Coming full circle to Alpine, the original A110 is the car for which the brand is most famous. Market interest points to the little rally champ as one of the most sought-after French classics here. Though it never sold here in large numbers, its pedigree has cultivated a strong (if small) following.
America wasn’t on Jean Rédélé’s radar when he started Société Anonyme des Automobiles Alpine in the 1950s. The small Normandy-based outfit was primarily interested in racing, and after raiding the Renault parts bin to build a few sports cars, Alpine struck a breakout hit in the 1963 A110. With a fiberglass body on top of a backbone chassis (not unlike a Lotus Elan) and a rear-engine, rear-biased layout with snappy handling (not unlike a Porsche 911), it quickly became a rally favorite.
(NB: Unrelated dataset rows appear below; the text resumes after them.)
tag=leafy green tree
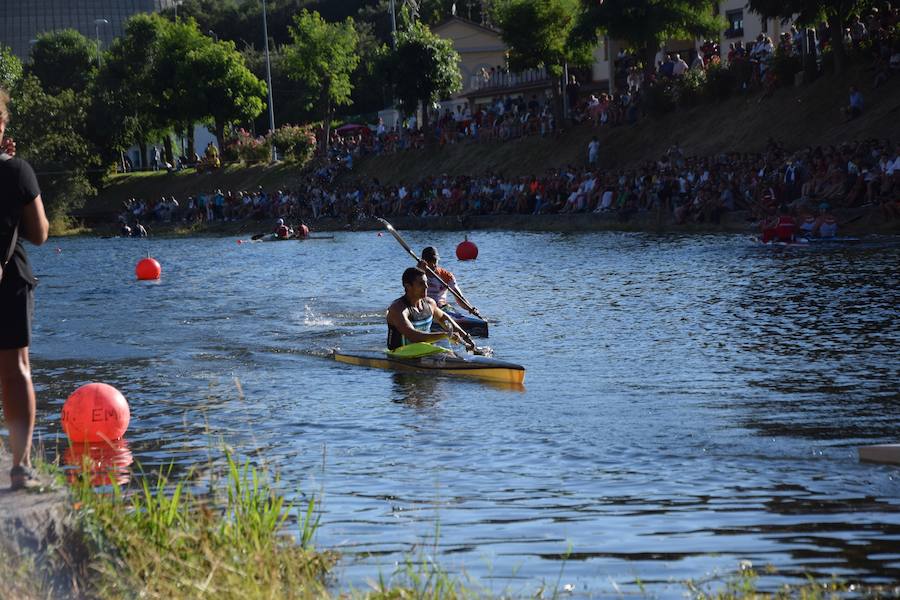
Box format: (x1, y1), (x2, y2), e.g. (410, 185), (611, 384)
(28, 29), (98, 95)
(283, 9), (360, 150)
(386, 20), (461, 125)
(185, 40), (268, 149)
(496, 0), (594, 118)
(0, 45), (23, 91)
(572, 0), (723, 75)
(95, 14), (170, 166)
(747, 0), (859, 73)
(7, 76), (99, 225)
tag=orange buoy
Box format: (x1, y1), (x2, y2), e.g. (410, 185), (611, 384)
(61, 383), (131, 443)
(135, 257), (161, 280)
(456, 236), (478, 261)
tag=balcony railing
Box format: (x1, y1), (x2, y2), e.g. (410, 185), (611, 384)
(468, 67), (551, 92)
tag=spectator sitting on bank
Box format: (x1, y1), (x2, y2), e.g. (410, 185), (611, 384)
(844, 86), (864, 120)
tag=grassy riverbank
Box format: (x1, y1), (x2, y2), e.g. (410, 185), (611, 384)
(2, 451), (894, 599)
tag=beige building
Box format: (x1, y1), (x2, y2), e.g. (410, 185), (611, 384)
(717, 0), (793, 53)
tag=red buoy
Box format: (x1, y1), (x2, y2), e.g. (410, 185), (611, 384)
(456, 236), (478, 261)
(135, 257), (161, 280)
(61, 383), (131, 443)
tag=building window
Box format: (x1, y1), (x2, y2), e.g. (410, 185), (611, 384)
(725, 10), (744, 38)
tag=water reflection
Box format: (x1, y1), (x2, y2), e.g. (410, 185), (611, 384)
(64, 438), (133, 487)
Its short wheelbase, low height (44 inches), light curb weight (about as much as a Mini), and ability to sail around tight corners in a controlled slide brought quick success. The A110’s Renault-based, Gordini-tuned engines got larger and more powerful over the years, and enabled the car to win half of the top-level international rallies on the 1971 schedule, embarrassing the new Porsche 914/6 GT with a victory at the Monte Carlo Rally on the way. In 1973, the A110’s basic design was a decade old, but that didn’t stop it from winning the first World Rally Championship (WRC) title and six of the season’s 13 rounds.
The A110 was very much a car for European roads and drivers, but racing success spreads reputations worldwide, and Alpines are among the most desirable French cars in America. They’re expensive for a tiny four-cylinder car, but compared to a certain other classic rear-engined, lightweight coupe with lively handling and racing pedigree (ahem, 911), it’s not so bad.
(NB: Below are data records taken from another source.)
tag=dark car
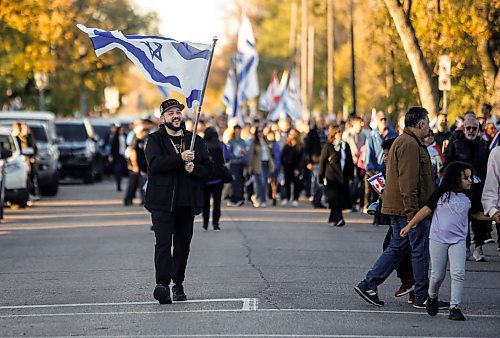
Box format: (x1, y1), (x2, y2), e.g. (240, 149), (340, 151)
(55, 119), (103, 184)
(90, 118), (117, 175)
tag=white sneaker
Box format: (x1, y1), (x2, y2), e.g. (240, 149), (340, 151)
(260, 202), (267, 208)
(292, 200), (299, 207)
(280, 199), (288, 206)
(473, 246), (486, 262)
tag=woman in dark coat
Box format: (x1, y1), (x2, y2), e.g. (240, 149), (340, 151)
(280, 128), (304, 207)
(110, 126), (128, 191)
(202, 127), (226, 230)
(319, 124), (354, 226)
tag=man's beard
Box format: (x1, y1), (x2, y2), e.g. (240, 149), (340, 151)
(164, 121), (182, 132)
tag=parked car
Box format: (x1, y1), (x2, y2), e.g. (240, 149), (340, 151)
(0, 148), (13, 220)
(0, 128), (30, 207)
(89, 118), (117, 175)
(0, 111), (60, 196)
(55, 119), (103, 183)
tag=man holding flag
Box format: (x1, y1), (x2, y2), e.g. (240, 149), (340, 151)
(144, 98), (212, 304)
(77, 24), (217, 304)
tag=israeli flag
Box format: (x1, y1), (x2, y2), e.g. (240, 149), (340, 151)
(236, 15), (259, 103)
(222, 70), (238, 117)
(77, 24), (212, 110)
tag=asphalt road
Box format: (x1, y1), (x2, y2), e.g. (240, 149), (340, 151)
(0, 178), (499, 337)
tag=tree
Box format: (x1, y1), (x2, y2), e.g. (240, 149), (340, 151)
(384, 0), (440, 120)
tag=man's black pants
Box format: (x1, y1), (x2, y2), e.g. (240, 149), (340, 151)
(151, 207), (194, 287)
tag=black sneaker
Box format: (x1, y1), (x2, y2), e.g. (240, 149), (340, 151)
(426, 295), (439, 316)
(172, 284), (187, 301)
(449, 307), (466, 321)
(213, 224), (221, 231)
(202, 224), (208, 230)
(414, 298), (449, 310)
(354, 283), (384, 306)
(153, 284), (171, 304)
(335, 219), (346, 227)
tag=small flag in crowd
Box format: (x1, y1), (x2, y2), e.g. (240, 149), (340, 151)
(259, 71), (281, 112)
(77, 24), (212, 110)
(236, 15), (259, 104)
(268, 69), (303, 121)
(222, 70), (238, 117)
(368, 172), (385, 196)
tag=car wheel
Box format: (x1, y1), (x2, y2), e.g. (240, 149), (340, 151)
(40, 172), (59, 196)
(83, 164), (94, 184)
(17, 188), (29, 208)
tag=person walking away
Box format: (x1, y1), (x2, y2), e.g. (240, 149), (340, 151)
(227, 125), (246, 206)
(319, 124), (354, 227)
(401, 162), (492, 320)
(110, 126), (127, 191)
(344, 115), (364, 211)
(144, 98), (212, 304)
(280, 128), (304, 207)
(354, 107), (442, 309)
(202, 127), (226, 230)
(264, 127), (281, 206)
(305, 115), (328, 208)
(123, 126), (149, 206)
(248, 128), (275, 208)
Pricing A110s can be tricky. Condition #2 values range from $129K to $200K, but that doesn’t tell the whole story. Generally, later cars with larger engines are more desirable. Displacement included 956, 1100, 1300, and 1500cc versions. Later, faster ones used an aluminum 1600-cc engine, which is sometimes transplanted into earlier cars. Competition history, meanwhile, can make a bigger difference than anything. An ex-Works rally winner is going to sell for far more than even the world’s cleanest road car.
Then there’s another wrinkle: contract-built cars. Since demand for its rally-winning A110 outstripped Alpine’s capacity, it contracted out construction to firms in Spain, Brazil, Mexico, and even Bulgaria. Diesel Nacional (DINA) in Mexico built a few hundred and badged them “Dinalpins,” while Bulgarian company ETO built a handful of “Bulgaralpines.”
Most of the foreign-built A110s (about 1500) came from Fabricación de Automóviles Sociedad Anónima de Valladolid (FASA) in Spain. These foreign-built Alpines are rarer and mechanically identical, but typically sell at a significant discount compared to their home-grown siblings. If you don’t mind an “hecho en México” sticker, it’s the frugal way to get into one of the most popular French designs out there.